Selon des responsables, les ministres de l'Énergie du G7 devraient discuter de la hausse des prix de l'énergie lors d'une téléconférence mardi, tandis que les dirigeants de l'Union européenne devraient également tenir une réunion plus tard dans la journée pour aborder cette question.
Le dollar, traditionnellement considéré comme une valeur refuge, a reculé de 0,1 % à 1,1645 $ face à l'euro, tout en progressant de 0,1 % à 157,49 yen japonais.

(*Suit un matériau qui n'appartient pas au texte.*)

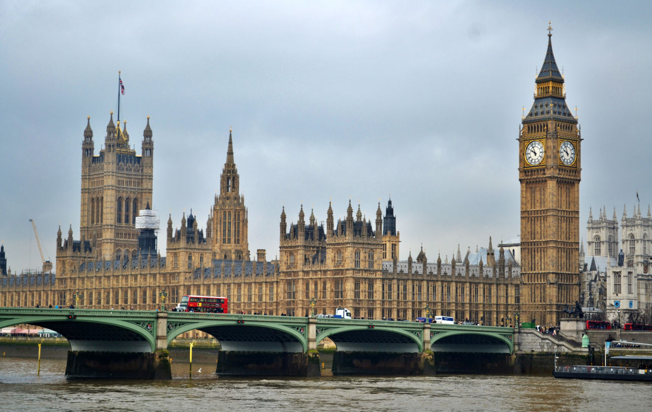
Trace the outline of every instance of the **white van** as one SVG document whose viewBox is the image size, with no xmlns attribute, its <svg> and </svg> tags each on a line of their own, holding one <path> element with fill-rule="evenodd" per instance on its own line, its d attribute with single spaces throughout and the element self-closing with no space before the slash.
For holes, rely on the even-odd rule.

L'indice du dollar – qui mesure la valeur de la devise américaine par rapport à un panier de six grandes devises – a baissé de 0,2 %, après s'être redressé suite à son plus bas niveau en une semaine à 98,49 atteint plus tôt dans la journée.
Le dollar reste la valeur refuge privilégiée des investisseurs car les États-Unis sont un important producteur de pétrole, ce qui leur permet de mieux absorber les chocs sur les prix de l'énergie que les économies fortement dépendantes des importations.
Thomas Simons, économiste en chef pour les États-Unis chez Jefferies, a déclaré : « La hausse des prix signifie des revenus plus importants pour les producteurs et exportateurs de pétrole américains, et cette augmentation pourrait enrayer la baisse du dollar qui persiste depuis le jour de la Libération. »
Une analyse de la Deutsche Bank publiée lundi indique que des mouvements de marché plus importants, s'éloignant des actifs risqués, sont peu probables à moins que les prix du pétrole ne restent élevés pendant une période prolongée, combinés à des changements dans les politiques des banques centrales et à des preuves claires d'un ralentissement économique généralisé.
Le stratège Henry Allen a déclaré : « Sommes-nous proches de ces seuils ? Bien plus proches qu'il y a une semaine. »
Il a ajouté : « Mais selon plusieurs indicateurs, nous n'en sommes pas encore là, ce qui explique pourquoi les actions n'ont pas encore connu de baisses comparables à celles observées en 2022 », faisant référence au choc énergétique qui a suivi l'invasion de l'Ukraine par la Russie.
Sur le marché des changes, la livre sterling s'est redressée après les pertes de lundi pour s'échanger en hausse de 0,1 % à 1,3455 $.
Néanmoins, les investisseurs restent préoccupés par le fait que la persistance de prix élevés des carburants pourrait ralentir la croissance économique mondiale, car l'impact s'apparente à une taxe sur les entreprises et la consommation, tout en pouvant dissuader les banques centrales de baisser leurs taux d'intérêt.